Jusqu’à ce qu’un événement ne change la donne : la création, en 2000, d’OpticsValley qui institua une première communauté combinant des industriels et des académiques, avec le soutien des collectivités locales (Région, Essonne et CAPS). Thales fera partie des membres fondateurs. « C’est ainsi que j’ai pu rencontrer le président de l’Université Paris-Sud de l’époque, Xavier Chapuisat, les directeurs de grandes écoles – Ecole polytechnique, Supélec, Institut d’optique,… – et d’organismes de recherche – CNRS, CEA – ainsi que plusieurs sommités scientifiques, des élus, etc. » Dominique Vernay se mêle à une poignée de personnes déterminées à se mobiliser tout particulièrement pour essayer de faire bouger les choses. « Les dynamiques sont souvent impulsées par un noyau d’acteurs auxquels d’autres finissent pas s’agréger. » Lui-même convainc son PDG d’implanter à Palaiseau le nouveau centre de Recherche de Thales, en s’impliquant personnellement dans ce projet et en rencontrant régulièrement le maire de la ville, François Lamy et le directeur de Polytechnique, Gabriel de Nomazy. « La coopération, j’en suis convaincu, ne peut fonctionner que sur la base d’une implication personnelle. » Lancé en 2003, le bâtiment est inauguré en 2006.

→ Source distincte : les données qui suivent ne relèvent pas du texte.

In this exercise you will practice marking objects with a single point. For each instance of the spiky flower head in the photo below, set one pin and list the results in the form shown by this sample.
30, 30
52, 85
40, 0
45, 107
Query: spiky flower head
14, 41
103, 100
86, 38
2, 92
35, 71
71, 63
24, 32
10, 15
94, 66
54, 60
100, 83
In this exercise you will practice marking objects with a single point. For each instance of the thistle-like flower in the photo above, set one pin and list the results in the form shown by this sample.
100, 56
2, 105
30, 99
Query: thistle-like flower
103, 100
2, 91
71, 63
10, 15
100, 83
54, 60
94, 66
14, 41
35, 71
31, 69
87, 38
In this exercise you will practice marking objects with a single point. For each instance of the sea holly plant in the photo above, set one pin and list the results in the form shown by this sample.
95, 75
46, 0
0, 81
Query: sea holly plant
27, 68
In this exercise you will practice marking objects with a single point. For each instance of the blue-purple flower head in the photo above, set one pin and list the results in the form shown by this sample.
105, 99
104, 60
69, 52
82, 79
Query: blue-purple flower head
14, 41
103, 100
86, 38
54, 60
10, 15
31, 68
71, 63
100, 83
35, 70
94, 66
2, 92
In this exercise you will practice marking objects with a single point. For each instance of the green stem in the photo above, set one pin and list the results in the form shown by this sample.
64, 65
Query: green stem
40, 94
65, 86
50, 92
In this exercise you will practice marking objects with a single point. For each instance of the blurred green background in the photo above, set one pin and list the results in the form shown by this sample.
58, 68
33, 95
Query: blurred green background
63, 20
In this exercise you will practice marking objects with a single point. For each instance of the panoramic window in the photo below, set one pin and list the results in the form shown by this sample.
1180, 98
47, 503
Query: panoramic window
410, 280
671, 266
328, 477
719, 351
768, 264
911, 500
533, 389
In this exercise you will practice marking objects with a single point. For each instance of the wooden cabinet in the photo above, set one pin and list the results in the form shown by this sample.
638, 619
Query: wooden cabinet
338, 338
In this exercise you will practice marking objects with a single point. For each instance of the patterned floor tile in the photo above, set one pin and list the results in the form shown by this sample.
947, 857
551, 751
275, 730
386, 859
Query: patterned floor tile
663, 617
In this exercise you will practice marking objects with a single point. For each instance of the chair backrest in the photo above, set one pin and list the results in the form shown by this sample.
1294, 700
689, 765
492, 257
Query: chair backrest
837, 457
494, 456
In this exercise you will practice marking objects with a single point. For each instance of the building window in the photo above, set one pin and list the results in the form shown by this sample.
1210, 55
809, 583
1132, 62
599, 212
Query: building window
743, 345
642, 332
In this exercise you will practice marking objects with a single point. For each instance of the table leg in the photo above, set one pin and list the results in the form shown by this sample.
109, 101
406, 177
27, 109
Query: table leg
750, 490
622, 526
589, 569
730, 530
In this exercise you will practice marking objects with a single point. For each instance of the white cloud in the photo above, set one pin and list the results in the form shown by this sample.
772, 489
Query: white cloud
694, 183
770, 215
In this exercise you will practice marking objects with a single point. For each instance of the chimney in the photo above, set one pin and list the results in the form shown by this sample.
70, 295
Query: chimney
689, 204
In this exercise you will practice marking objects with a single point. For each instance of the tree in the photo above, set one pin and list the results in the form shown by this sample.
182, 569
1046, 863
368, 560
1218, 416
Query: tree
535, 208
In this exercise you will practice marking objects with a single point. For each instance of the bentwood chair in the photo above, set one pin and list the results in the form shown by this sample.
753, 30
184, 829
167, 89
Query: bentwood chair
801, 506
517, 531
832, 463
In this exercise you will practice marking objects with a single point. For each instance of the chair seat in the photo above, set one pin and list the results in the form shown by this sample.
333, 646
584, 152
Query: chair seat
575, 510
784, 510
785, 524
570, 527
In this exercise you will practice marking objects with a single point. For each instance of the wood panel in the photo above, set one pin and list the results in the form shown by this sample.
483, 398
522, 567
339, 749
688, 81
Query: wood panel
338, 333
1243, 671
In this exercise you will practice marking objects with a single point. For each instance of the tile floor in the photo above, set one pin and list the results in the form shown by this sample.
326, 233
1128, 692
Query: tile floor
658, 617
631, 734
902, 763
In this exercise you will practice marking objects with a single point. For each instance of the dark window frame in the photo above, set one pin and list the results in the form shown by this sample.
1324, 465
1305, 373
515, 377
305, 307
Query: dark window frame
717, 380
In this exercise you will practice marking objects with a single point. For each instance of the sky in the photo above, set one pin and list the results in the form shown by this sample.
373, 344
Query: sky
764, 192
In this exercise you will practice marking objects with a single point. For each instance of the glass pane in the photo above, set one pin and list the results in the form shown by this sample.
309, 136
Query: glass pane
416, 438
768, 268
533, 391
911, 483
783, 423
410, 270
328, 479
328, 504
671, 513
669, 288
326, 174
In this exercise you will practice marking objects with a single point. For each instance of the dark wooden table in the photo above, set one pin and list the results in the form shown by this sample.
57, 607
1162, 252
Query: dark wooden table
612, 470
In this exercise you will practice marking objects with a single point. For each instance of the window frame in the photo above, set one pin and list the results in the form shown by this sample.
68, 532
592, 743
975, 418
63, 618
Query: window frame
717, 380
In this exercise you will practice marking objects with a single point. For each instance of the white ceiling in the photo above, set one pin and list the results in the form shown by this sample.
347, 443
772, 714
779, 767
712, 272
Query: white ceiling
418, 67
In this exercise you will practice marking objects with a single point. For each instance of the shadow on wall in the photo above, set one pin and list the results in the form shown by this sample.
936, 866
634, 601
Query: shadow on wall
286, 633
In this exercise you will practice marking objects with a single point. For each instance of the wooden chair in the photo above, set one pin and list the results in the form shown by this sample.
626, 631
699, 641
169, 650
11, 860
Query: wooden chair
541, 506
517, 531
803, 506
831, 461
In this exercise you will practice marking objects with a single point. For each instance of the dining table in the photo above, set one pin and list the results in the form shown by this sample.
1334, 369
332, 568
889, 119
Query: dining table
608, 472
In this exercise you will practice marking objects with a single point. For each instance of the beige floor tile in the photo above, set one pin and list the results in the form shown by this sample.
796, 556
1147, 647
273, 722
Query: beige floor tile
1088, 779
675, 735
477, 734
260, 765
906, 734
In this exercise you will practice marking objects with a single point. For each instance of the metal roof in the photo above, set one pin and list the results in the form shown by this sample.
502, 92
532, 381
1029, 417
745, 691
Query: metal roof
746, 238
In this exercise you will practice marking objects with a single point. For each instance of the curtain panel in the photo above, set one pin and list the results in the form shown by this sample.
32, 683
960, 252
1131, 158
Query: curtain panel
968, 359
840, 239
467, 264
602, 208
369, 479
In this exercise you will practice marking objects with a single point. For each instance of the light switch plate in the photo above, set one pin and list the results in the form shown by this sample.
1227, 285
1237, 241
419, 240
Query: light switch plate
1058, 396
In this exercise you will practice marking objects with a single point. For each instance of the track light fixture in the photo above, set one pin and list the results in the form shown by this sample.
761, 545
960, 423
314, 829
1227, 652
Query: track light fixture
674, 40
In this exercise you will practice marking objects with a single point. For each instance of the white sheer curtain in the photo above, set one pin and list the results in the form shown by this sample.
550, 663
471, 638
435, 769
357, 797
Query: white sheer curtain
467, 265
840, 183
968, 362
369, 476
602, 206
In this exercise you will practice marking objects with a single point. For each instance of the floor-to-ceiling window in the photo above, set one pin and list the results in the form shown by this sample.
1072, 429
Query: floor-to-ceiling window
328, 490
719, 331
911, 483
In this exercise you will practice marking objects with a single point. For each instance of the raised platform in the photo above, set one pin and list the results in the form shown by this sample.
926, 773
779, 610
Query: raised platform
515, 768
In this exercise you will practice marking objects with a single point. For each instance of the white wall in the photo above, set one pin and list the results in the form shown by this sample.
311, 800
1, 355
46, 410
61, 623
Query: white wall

Entretemps, l’année 2004 est marquée par la publication du rapport de Christian Blanc sur « les écosystèmes de croissance » ayant vocation à favoriser la recherche collaborative entre entreprises, petites et grandes, et établissements de recherche et d’enseignement supérieur. « Justement, à OpticsValley, nous planchions sur ce que nous n’appelions pas encore cluster, mais… le projet “ Olivier ”. » Olivier ? « Parce qu’il avait été acté à la Saint-Olivier ! » s’amuse-t-il.

OpticsValley était donc bien préparé pour répondre au premier appel à projets de pôles de compétitivité, lancé l’année suivante. Le sien – Systematic – est sélectionné et prendra un envol rapide. Dès sa première année d’existence, il totalise 200 millions d’euros de recherche coopérative. « Notre pôle contribue ainsi à combler le fossé entre le monde académique et le monde industriel. Fort aujourd’hui plus de 400 entreprises dont une majorité de PME, il a bénéficié depuis le début du soutien sans faille de l’Etat, de la Région et des collectivités territoriales. » En 2005, Dominique Vernay est désigné pour présider OpticsValley, en remplaçant de Jean Jerphagnon, décédé, puis du pôle Systematic.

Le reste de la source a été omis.